Après avoir perdu sa meilleure amie à cause de sa maladie, Piper Rhodes décide de changer de lycée, déterminée à ce que sa dernière année soit différente. Elle rencontre bientôt West, le joueur star de l’équipe de foot, le garçon dont tout le monde parle. Malgré la peur de Piper de perdre à nouveau un être cher et malgré tout ce qui les sépare, Piper se lie à West, sans que jamais elle ne réussisse à lui dire un seul mot.. Une histoire de confiance, d’amitié et d’amour, où se révèle le pouvoir des mots qu’on dit, et de ceux qu’on ne dit pas.

Mon avis :  Les livres ados oui, mais les livres ados qui en plus explique des choses, c’est encore mieux !

Pipier est atteinte de mutisme sélectif, et celui-ci fait de sa vie un enfer ! Elle ne peut pas parler quand elle en à envie et encore moins à qui elle veut.
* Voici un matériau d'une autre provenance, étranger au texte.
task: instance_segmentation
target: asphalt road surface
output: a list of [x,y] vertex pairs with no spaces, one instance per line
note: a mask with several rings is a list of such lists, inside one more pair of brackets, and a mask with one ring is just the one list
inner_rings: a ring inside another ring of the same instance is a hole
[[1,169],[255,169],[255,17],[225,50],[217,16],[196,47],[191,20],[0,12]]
Elle change cette année d’établissement scolaire et elle a beaucoup d’espoir que tout cela change.

L’originalité de ce roman à mes yeux, c’est qu’il se déroule en Australie et j’ai lu très peu de livres se passant dans ce pays et j’ai adoré le découvrir : l’ambiance du bush et ses saisons inversées. Il m’a d’ailleurs fallu un temps de réflexion chaque fois qu’elle parlait du déroulé de son année scolaire.
Piper est un personnage très attachant. Moi qui suis pipelette j’ai partagé sa frustration à ne pas pouvoir dire ce qu’elle voulait, quand elle le voulait et à qui elle voulait. J’ai compris sa colère et compati à sa tristesse. Je ne connaissais pas ce syndrome, je l’ai découvert et j’en ai appris beaucoup. Elle a la chance d’être entourée par une famille aimante et encourageante, qui la soutient et l’accompagne dans ses choix.
L’histoire parle de compréhension et de tolérance, mais aussi de méchanceté gratuite à cause de la méconnaissance. Avec de la pédagogie on ne peut pas faire de miracle mais on peut quand même faire bouger les choses.
Ce roman est un joli message d’espoir et de tolérance qui ne tombe pas dans le « patho ». Le ton est juste et j’ai passé un très bon moment lecture avec ce livre et je le conseille vivement pour aider à comprendre la différence.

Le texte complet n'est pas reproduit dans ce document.